To check the reliability of transcripts reconstructed in silico, we designed primers using transcripts as templates to generate single specific amplicons of known size, and then PCR-amplified genes potentially involved in photosynthesis, stress response and general cell cycle. Specific primers were designed to amplify fragments of 100 bp from genes involved in photosynthesis (i.e. plastocyanin (PC) and oxygen evolving enhancer (OEE)), in stress response (i.e. lipid transfer (LTP), peroxidase (PX) and major allergen (MAL), metallothionein (MET)), polyphenols synthesis (Phenylalanine ammonia-lyase (PAL), Chalcone synthase (CHS) and 4 coumarate-ligase (4CL)), and general cell cycle activity (i.e. ubiquitin (UBQ) and alpha tubulin (TUA)), using the Primer Express software v.3.0. Total RNA was extracted from leaves, and cDNA was synthesised by reverse transcription.

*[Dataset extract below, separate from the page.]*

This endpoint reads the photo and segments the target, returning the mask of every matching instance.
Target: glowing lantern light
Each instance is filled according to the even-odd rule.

PCR fragments were purified and sequenced in both directions using the Sanger method. Consensus sequences from each amplicon were then “blasted” (BLASTn) against public data in GenBank. PCR / sequencing primers are listed in Additional file 5: Figure S2.

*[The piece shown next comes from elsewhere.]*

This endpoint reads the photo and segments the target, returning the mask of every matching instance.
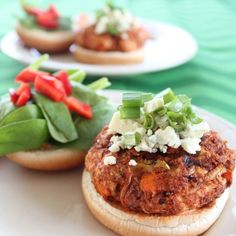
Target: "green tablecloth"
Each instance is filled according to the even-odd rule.
[[[91,12],[103,1],[55,2],[64,14]],[[129,0],[136,15],[169,22],[189,31],[199,52],[190,62],[171,70],[112,79],[112,89],[157,92],[172,87],[193,97],[193,103],[236,124],[236,1]],[[0,2],[0,37],[11,30],[18,1]],[[158,56],[158,55],[157,55]],[[15,86],[14,76],[24,66],[0,53],[0,94]],[[88,81],[94,77],[89,77]]]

Differential gene expression analysis

RNA-Seq data from sequenced libraries were used to assess differences in gene expression among samples. To estimate the expression pattern of each transcript in different tissues, reads from each cDNA library were mapped onto the final transcriptome assembly using Bowtie 2 package [42]. The read counts were then estimated for each transcript at individual libraries using RSEM software [43]. Differential gene expression analysis was performed using DESeq v1.14.1 software [44] by pairwise comparisons between root samples, seedlings, normal leaves and curly leaves. A P-value cut-off of ≤ 0.001 along with at least four-fold-changes were used to identify significant differential expression. To further evaluate the clustering of individual samples and experimental replicates, principal component analysis was performed by DESeq2 program using transformed count read data (log transformation).

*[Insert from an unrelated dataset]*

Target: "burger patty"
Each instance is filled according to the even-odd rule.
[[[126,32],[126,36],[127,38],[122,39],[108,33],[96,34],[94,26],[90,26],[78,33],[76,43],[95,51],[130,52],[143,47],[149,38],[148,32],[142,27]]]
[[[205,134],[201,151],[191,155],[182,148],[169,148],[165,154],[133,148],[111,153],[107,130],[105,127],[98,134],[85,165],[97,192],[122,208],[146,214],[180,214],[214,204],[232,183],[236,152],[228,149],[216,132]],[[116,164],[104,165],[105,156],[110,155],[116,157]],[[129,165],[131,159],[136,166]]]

Quantitative real-time PCR (qRT-PCR) analysis

To verify the expression patterns revealed by DGE results, we performed quantitative real-time reverse transcription PCR (qRT-PCR) in transcripts showing significant differential expression patterns between tissue samples in the DESeq analyses, specifically PC, OEE, MAL, MET, PE, and TUA as a reference gene. Primers are listed in Additional file 5: Figure S2. Total RNA was extracted from a seedling (root, leaf) and from an adult tree (normal leaf, curly leaf) using Purelink RNA Mini Kit (Ambion) as described above. One microgram RNA was used to generate cDNA with the reverse transcription system kit (Promega) according to manufacturer’s guidelines. Real-time PCR was performed using Power SYBR Green PCR Master Mix and the StepOne detection system (ThermoFisher). The total mixture reaction volume (12 μL) contained 1.2 μL cDNA, Template (< 100 ng), 6 μL SYBR Premix (2X), 0.6 μL of forward and reverse primers (10 pmol) and 4.5 μL of dH2O (sterile distilled water). PCR conditions were as follows: 95 °C for 30s initial denaturation, followed by 40 cycles of denaturation at 95 °C for 5 s and annealing at 60 °C for 30s. All reactions were carried out in duplicated for technical and biological repetitions, and the amplicons were subject to melting curve analysis to determine amplification specificity. Raw data on the relative abundance of each transcript were expressed as mean ± standard deviation (SD). The relative expression levels of selected genes were normalized to the tubulin A gene using the 2-ΔΔCt method and data analysed using the Step One Software v2.2.2. Expression stability from internal control gene was assessed by the cycle threshold (Ct) values obtained in real-time PCR in a set of three different tissue samples (root, normal leaf and curly leaf). Prior to the 2-ΔΔCt analysis, we checked the efficiencies of the reference gene (TUA) and target genes (PC, MET, PX, OEE, MAL) were similar [45].